Daniel Gibbs et Valérie Damaseau ont motivé leur décision par «l’urgence sociale» de la situation post Irma et le cas singulier de Madame C., 102 ans qui refusait de partir de chez elle. «Que la COM finance avec des fonds publics les travaux d’un particulier, cela ne vous choque pas ? N’y avait-il pas d’autres moyens pour aider une centenaire, malade ? », interroge le tribunal estimant que parce que la propriétaire était âgée, «les enfants allaient récupérer une maison refaite à neuf gratuitement » et que peut-être il y avait d’autres priorités que d’aider une centenaire. «Mais on n’allait quand même pas laisser crever cette pauvre vielle dame dans sa maison ! », s’insurge maître Leborgne.

«Après Irma, on me dit qu’une personne est en danger, qu’elle a perdu son toit, que personne ne fait le nécessaire, que ni les services de l’hôpital ou de l’Etat sont allés la voir… Que fait-on ? On prend une décision qui ne me paraît pas illégale, celle d’aider une personne âgée, vulnérable. Nous sommes dans l’urgence sociale pas dans le financement de travaux d’un particulier », convient Daniel Gibbs. Et d’insister que «tout le monde est dans le circuit… Madame Laubies, la préfète de l’époque et le trésorier payeur», sous-entendu que ces mêmes personnes valident la décision y compris le trésorier payeur  censé alerté la COM lorsque des dépenses revêtent un caractère illégal.

«Quand j’ai demandé comment la COM pouvait aider cette dame, Madame CB me dit qu’on peut le faire par le biais d’une subvention. Si dès le départ elle m’avait dit que cela n’était pas possible, on ne l’aurait pas fait», déclare la vice présidente. «Mais quand vous signez le devis faisant office de bon pour accord, vous voyez bien qu’il n’y a pas d’autres devis et qu’il n’y a pas eu de mise en concurrence ! », lui fait remarquer à plusieurs reprises le tribunal. «Au début cela devait être une subvention ; ensuite je n’ai pas suivi le dossier», répond l’élue.

Quelques minutes plus tôt, Daniel Gibbs avait déjà souligné qu’il fallait distinguer «le boulot des politiques et le boulot de l’administration.
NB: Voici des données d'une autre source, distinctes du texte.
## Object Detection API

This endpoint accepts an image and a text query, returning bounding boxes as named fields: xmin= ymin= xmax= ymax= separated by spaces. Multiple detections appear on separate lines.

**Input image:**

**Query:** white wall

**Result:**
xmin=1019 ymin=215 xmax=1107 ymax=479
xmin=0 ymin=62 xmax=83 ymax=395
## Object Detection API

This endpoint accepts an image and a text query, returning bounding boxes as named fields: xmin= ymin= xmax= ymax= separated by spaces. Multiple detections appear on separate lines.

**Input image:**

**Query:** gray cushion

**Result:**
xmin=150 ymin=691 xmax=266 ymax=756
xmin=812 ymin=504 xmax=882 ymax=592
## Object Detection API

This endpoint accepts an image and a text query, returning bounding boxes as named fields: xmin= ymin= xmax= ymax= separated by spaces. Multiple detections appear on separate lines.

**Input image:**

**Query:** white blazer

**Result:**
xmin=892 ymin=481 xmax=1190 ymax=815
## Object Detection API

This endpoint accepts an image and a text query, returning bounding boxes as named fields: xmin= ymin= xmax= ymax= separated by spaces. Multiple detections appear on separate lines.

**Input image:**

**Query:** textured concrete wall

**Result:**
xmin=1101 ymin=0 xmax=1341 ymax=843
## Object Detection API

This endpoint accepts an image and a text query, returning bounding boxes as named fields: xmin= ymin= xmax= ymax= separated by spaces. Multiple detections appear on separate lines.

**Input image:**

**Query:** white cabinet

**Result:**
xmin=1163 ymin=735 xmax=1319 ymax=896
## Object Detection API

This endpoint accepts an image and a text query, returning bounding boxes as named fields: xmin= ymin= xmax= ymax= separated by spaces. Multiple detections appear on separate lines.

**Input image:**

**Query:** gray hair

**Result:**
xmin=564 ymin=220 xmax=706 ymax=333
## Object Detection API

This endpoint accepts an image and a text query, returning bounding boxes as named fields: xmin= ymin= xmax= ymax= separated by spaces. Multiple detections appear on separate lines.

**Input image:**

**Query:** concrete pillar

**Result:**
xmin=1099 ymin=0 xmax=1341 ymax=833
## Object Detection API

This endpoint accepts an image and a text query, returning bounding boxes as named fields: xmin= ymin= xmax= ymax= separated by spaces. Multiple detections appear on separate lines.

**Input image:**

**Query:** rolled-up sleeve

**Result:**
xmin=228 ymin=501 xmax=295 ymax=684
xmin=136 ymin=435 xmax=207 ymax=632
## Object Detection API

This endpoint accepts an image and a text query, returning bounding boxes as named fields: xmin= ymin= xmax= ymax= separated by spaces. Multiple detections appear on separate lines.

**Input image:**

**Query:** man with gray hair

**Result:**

Les services de l’administration sont là pour orchestrer les décisions des politiques. Les élus sont là pour donner les stratégies, les services sont payés pour trouver les bonnes formules pour mettre en place ces stratégies.»

Maître Leborgne rappelle également au tribunal que sa cliente accusée de favoritisme n’est pas celle qui a choisi l’entreprise censée avoir été privilégiée : «C’est le Rotary qui l’a choisie et qui a suivi les travaux.»

Pour le procureur Xavier Sicot, cette situation témoigne d’une «précarité qu’aucun territoire ne peut accepter». «Cette situation impose à la Collectivité d’agir. Une subvention sociale n’est pas possible, or il y a toujours cet état de nécessité. Mais qui a fait quoi pour cette dame ?... Même l’Etat n’a rien fait… La COM a fait une action sociale, certes peut-être pas de façon regardante », conçoit-il avant de requérir la relaxe à l’encontre des deux élus.

Le jugement a été mis en délibéré au 24 février.